Durante o resto do tempo em que fiquei como operador do farol eu jamais tornei a sair durante a noite, e sempre conferia as balas do meu revolver antes de pegar o bote para o dique. Também jamais passei uma noite sossegado junto ao mar. Sempre verificava as trancas das portas e janelas e sempre deixava uma luz acesa e uma arma ou faca ao alcance da mão. Não sei o que vi naquela noite, não sei o que eram aqueles seres, mas, creio que não queriam ser descobertos. Ainda posso ouvir as tenebrosas batidas na porta de ferro do farol quando deito pra dormir, fazendo meu corpo se enregelar de medo, o raspar arrepiante das garras arranhando o metal e aquele som apavorante que faziam nas noites em que eles vinham me visitar. Eu nunca sabia quando eles viriam. Cada noite era uma espera interminável.
O farol, por fim, foi desativado alguns anos depois. Fui seu último operador. Lembro que fosse ontem a manhã em que tranquei aquela porta de ferro com um som tumular e tomei o bote de volta para a vila, de onde retornei à minha cidade. Nunca mais voltei lá e nem pretendo voltar, se querem saber. Jamais vou esquecer aqueles olhos fantasmagóricos me encarando vidrados no nevoeiro.

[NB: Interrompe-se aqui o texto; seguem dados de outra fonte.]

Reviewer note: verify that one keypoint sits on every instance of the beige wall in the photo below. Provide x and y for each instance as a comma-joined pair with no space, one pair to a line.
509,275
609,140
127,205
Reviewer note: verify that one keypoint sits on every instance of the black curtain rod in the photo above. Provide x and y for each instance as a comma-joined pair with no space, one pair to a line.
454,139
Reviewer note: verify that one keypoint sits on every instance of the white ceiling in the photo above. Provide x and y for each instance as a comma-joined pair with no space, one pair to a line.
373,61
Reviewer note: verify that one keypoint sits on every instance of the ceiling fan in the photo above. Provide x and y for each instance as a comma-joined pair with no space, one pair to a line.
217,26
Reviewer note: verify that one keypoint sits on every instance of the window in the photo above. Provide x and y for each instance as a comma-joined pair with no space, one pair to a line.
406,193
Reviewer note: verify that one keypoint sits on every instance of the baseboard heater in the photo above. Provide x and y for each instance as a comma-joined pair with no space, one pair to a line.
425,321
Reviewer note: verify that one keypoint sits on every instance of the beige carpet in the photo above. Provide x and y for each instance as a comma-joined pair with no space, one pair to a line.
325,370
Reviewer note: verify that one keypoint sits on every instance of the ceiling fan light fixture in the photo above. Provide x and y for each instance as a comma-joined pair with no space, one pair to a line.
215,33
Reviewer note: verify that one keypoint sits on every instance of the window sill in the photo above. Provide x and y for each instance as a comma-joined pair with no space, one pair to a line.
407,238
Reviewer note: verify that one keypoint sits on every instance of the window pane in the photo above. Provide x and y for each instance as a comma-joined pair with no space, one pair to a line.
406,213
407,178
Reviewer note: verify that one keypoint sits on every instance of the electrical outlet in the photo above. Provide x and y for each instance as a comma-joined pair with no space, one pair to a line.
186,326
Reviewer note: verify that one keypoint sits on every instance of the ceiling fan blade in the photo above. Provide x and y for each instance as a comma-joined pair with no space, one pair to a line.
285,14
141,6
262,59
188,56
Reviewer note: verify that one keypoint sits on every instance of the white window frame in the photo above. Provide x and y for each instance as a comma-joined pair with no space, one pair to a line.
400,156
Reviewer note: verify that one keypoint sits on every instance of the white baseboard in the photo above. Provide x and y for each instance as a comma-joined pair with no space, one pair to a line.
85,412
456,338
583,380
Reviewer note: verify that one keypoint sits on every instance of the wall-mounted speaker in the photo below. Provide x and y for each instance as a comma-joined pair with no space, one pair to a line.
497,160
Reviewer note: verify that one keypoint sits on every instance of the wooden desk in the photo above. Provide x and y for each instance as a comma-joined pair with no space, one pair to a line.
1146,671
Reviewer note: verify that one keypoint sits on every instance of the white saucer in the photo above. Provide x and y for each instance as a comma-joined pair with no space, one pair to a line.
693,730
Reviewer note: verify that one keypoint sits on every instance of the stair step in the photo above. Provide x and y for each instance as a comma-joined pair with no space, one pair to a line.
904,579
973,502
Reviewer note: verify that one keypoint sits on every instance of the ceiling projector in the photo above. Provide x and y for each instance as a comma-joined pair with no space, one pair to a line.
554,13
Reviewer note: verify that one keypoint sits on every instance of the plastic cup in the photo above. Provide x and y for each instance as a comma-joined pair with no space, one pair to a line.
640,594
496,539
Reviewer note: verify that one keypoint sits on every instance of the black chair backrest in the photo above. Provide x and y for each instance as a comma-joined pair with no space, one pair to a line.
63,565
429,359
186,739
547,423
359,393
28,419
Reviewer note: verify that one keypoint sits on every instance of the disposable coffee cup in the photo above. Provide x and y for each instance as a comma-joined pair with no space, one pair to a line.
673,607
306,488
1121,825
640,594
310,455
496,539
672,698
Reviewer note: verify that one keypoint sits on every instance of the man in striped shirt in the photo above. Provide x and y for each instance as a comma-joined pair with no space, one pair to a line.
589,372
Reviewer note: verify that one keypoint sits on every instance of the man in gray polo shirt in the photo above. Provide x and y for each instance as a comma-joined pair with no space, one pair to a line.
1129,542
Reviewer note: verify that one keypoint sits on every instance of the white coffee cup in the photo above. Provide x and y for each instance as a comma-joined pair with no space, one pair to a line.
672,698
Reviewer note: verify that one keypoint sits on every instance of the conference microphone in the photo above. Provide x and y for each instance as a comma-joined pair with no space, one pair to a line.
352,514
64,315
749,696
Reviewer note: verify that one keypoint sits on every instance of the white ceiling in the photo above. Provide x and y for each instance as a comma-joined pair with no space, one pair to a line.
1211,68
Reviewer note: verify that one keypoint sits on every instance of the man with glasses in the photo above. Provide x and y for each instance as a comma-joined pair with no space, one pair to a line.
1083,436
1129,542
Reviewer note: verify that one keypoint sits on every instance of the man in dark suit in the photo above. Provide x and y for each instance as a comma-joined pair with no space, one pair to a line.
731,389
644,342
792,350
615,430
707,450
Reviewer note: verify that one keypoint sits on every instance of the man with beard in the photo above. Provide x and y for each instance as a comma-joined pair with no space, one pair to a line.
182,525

Sempre que forem a uma praia deserta, deem uma boa olhada se não há pedrinhas empilhadas ou algum desenho estranho na areia logo ao amanhecer, e sempre, sempre confiram as trancas de suas portas e janelas caso estejam junto ao mar. É somente um conselho que dou, pois tenho certeza que nenhum de vocês desejaria encontra-los.